Starbucks Outlines AI-Powered Expansion of Walk-Thru Stores

Deep Brew, the company's proprietary AI, will leverage predictive ordering to expedite order-ahead rollout in walk-thru stores.

Need to Know

  • Starbucks plans to use insights from Deep Brew, its in-house AI tool, to guide its future plans and expansion.
  • Deep Brew will also be leveraged for predictive ordering, to guide return customers towards menu items they may enjoy based on previous orders.
  • The company anticipates it will expand to 55,000 locations globally by fiscal 2030, with an emphasis on drive-thru stores in suburbs and “walk-thru” locations in urban centers.


Starbucks is continuing to tailor its expansion to the COVID-19 pandemic, with CEO Kevin Johnson revealing on Wednesday during an investor day that the coffee chain expects it will grow to 55,000 locations globally by fiscal 2030.

Much of Starbucks’ future growth will hinge on the launch of Deep Brew, the company’s proprietary AI, which will influence Starbucks’ operations from staffing and scheduling to inventory management and predictive ordering for customers. Deep Brew has been a priority for Starbucks throughout 2020, as the company fine-tuned its focus on digital operations, even pre-pandemic. Deep Brew currently runs calculations on inventory levels, and predicts how many baristas are needed on staff every 30 minutes of the day, among other tasks. According to Johnson, reallocating these tasks from human employees to machine learning means staff can spend more time meaningfully interacting with customers.
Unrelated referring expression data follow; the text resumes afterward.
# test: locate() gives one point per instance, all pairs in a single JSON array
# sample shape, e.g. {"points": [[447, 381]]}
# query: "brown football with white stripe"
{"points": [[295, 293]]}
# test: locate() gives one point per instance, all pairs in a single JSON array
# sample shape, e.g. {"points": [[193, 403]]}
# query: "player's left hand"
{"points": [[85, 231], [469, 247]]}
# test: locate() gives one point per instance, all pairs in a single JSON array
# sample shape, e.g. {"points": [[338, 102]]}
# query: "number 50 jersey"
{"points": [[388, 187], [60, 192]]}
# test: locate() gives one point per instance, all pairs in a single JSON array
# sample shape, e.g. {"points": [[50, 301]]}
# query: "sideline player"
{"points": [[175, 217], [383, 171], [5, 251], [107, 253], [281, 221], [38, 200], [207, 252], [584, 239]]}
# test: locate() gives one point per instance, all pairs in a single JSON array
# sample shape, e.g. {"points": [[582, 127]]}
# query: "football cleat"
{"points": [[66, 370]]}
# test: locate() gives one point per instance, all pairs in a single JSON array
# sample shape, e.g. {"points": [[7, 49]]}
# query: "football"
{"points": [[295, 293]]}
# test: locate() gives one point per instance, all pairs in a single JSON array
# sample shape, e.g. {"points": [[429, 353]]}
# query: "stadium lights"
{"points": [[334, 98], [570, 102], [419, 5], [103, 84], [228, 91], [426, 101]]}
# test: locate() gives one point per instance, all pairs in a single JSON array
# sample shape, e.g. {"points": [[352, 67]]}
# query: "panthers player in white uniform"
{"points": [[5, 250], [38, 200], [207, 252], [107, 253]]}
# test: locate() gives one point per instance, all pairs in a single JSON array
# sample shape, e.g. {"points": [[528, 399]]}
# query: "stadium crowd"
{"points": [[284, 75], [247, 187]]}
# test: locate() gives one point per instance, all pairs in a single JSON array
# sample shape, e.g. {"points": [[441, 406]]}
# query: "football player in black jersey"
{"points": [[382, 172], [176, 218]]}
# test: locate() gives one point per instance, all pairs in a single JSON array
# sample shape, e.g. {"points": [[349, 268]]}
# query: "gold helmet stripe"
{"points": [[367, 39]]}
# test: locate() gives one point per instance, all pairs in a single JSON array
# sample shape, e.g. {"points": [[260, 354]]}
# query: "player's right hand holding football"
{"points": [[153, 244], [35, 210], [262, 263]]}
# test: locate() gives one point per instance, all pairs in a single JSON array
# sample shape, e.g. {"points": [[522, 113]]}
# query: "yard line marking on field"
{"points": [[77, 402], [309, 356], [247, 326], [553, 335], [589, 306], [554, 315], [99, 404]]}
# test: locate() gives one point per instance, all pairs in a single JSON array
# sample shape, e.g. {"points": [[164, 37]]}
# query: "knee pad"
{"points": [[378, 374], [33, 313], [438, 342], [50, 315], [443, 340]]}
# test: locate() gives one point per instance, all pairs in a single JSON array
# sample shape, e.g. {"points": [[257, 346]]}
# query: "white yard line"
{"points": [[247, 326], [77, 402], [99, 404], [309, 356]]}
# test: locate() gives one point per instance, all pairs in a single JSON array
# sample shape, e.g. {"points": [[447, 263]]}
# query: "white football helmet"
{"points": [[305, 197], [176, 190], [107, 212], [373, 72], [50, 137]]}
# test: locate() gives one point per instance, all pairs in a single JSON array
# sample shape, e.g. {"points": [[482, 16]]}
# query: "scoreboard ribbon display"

“In the future, customers will receive even more suggestions, like how to make their drinks perfect for them and recommendations that help us manage inventory and improve speed of service leaving more time for our baristas to do what they do best, connect with customers,” Johnson said of the integration of Deep Brew, “This is where art and science come together so perfectly.”

Deep Brew can also be used to recommend opening strategies after a COVID-19 vaccine becomes widely available; this, Johnson said, may help Starbucks continue to “navigate through the virus.”

Starbucks has prioritized digital growth throughout 2020, having leveraged its digital properties when reopening many physical storefronts in the spring. Thanks in part to an expansion of payment and rewards options, the company’s Starbucks Rewards app currently has 19.3 million active members in the U.S., with those members accounting for almost 50% of the company’s revenue, and almost a quarter of Starbucks transactions coming from order-ahead mobile orders. Starbucks has “high ambitions for growth” to its Rewards program, Johnson said.

In addition to focusing on digital, Starbucks is approaching its physical expansion strategically: more walk-through restaurants, called Starbucks Pickup, will open in urban centres, while the company will continue to open drive-thru locations in the suburbs. Starbucks anticipates it will increase the number of physical locations it currently operates by 70% in the next ten years, projecting it will expand to 55,000 stores by fiscal 2030. CFO Pat Grismer noted that this expansion is “a level that is currently unmatched by any other single food and beverage retail concept, fuelled by unparalleled brand appeal globally and strong unit-level economics.”

The company has also renewed its commitment to environmentalism, announcing that it will be making a $50 million Investment in The Global Farmer Fund, and revealing a goal to offset 50% of company-operated production sites and electricity consumption in the US by 2022 through a purchase agreement with a solar farm in Virginia. And, in keeping with current food and beverage trends, the company will make oat milk available in all stores across the US in 2021.